The interior of the submarine is split into two primary areas. The first is more of a museum with artifacts, photos and information. The second part is the submarine much as it existed when it was in use. That includes wooden drawers for maps, a working periscope (more on that in a moment), instruments, a photo of Joseph Stalin, and torpedo bays, which you can touch. Just don’t push the red button.
Inside the sub is a working periscope. I put my camera up against the viewfinder and snapped this shot of my peering out over the bay at a British naval ship.
What’s interesting about this photo isn’t me, but what I’m leaning on. This is the marker indicating the end of the Trans Siberian Railroad. It’s only 9,288 kilometers to Moscow. In the 1950s, it took 18 days to cross Russia on this railroad. Now it takes about seven. I rode it overnight to Khabarovsk (the initial K is silent).
At the top of the hill from my hotel in Khabarovsk is this church. It is a copy of one that existed on the same site in the pre-Soviet days, but was destroyed when the U.S.S.R. purged religion from the country. Regardless of one’s religious or political views, from an aesthetic perspective, it’s quite beautiful, I think, as are the many other gleaming churches dotting Vladivostok and Khabarovsk.
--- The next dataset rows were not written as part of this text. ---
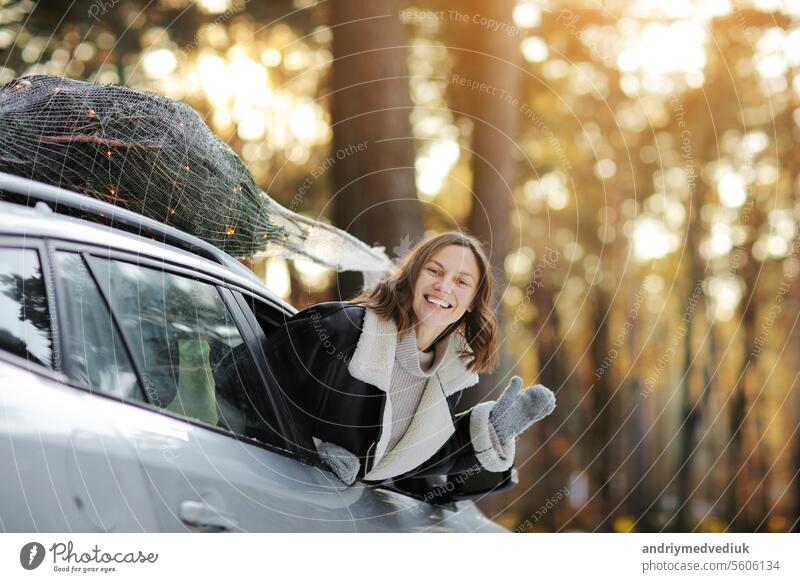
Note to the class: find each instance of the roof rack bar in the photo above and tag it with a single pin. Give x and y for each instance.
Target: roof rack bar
(59, 197)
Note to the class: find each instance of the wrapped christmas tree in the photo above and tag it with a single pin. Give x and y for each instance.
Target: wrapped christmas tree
(156, 157)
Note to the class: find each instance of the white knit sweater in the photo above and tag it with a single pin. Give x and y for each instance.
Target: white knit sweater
(410, 374)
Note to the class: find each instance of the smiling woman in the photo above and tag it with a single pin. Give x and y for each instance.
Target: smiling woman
(380, 392)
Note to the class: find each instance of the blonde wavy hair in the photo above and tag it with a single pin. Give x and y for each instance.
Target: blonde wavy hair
(393, 296)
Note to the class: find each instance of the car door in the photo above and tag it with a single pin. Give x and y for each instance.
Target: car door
(210, 444)
(65, 468)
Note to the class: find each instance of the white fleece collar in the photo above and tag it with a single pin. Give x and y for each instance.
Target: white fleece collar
(373, 358)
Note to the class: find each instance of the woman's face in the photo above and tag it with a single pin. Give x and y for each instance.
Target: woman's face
(446, 286)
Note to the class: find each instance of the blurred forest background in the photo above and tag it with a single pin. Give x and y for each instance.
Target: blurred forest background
(631, 166)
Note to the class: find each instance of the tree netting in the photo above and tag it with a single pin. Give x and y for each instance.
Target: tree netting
(156, 157)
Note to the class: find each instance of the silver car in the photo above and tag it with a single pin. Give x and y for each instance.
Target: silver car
(135, 394)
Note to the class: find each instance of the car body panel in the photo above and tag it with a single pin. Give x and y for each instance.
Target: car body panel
(78, 461)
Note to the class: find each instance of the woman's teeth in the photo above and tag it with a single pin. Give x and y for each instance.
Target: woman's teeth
(437, 303)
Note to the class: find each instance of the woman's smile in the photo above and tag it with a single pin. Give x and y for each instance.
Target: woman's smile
(444, 290)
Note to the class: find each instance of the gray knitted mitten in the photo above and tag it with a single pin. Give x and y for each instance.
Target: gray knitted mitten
(516, 411)
(342, 462)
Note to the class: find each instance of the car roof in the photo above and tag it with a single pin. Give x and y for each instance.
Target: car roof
(180, 248)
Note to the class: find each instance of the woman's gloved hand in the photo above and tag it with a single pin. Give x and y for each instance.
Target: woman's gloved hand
(516, 411)
(342, 462)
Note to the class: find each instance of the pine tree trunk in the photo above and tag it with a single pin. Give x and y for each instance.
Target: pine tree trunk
(374, 196)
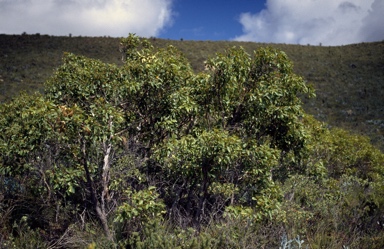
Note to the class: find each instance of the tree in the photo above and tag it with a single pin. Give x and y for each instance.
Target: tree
(211, 142)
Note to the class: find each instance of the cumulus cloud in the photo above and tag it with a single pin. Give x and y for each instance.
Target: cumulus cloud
(85, 17)
(330, 22)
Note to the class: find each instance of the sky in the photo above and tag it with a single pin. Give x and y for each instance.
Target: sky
(326, 22)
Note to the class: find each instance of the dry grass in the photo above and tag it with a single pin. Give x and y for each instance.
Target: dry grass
(349, 80)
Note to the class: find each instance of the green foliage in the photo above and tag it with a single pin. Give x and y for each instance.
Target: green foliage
(223, 155)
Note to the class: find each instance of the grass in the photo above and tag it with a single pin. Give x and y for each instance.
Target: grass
(349, 80)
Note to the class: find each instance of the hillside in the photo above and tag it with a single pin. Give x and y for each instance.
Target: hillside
(349, 80)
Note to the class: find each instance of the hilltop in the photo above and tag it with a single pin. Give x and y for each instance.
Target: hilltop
(349, 80)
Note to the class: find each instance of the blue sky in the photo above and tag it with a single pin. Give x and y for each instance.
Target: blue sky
(209, 19)
(329, 22)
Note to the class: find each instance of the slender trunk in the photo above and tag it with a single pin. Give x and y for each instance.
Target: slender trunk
(100, 209)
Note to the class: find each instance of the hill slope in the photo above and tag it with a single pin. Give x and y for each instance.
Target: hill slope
(349, 80)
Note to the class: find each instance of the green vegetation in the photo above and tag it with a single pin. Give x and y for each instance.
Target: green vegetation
(348, 79)
(156, 153)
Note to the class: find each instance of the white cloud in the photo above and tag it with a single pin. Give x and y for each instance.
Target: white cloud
(85, 17)
(330, 22)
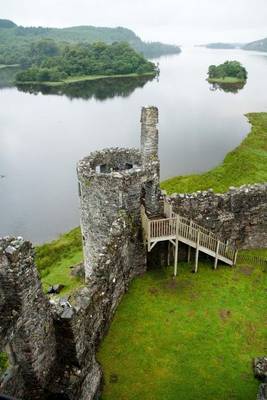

As the sun sets over the Amur River, which flows out of China to the Straight of Tartary, one can see China on the horizon. The fish in this river used to be plentiful, locals have told me, but with pollution and toxic spills from China, it’s no longer safe for drinking, swimming or fishing.
And with that, I am off to deliver a lecture to Khabarovsk citizens interested in listening in meeting a real live American. I hope I have enough energy to make it worth their while.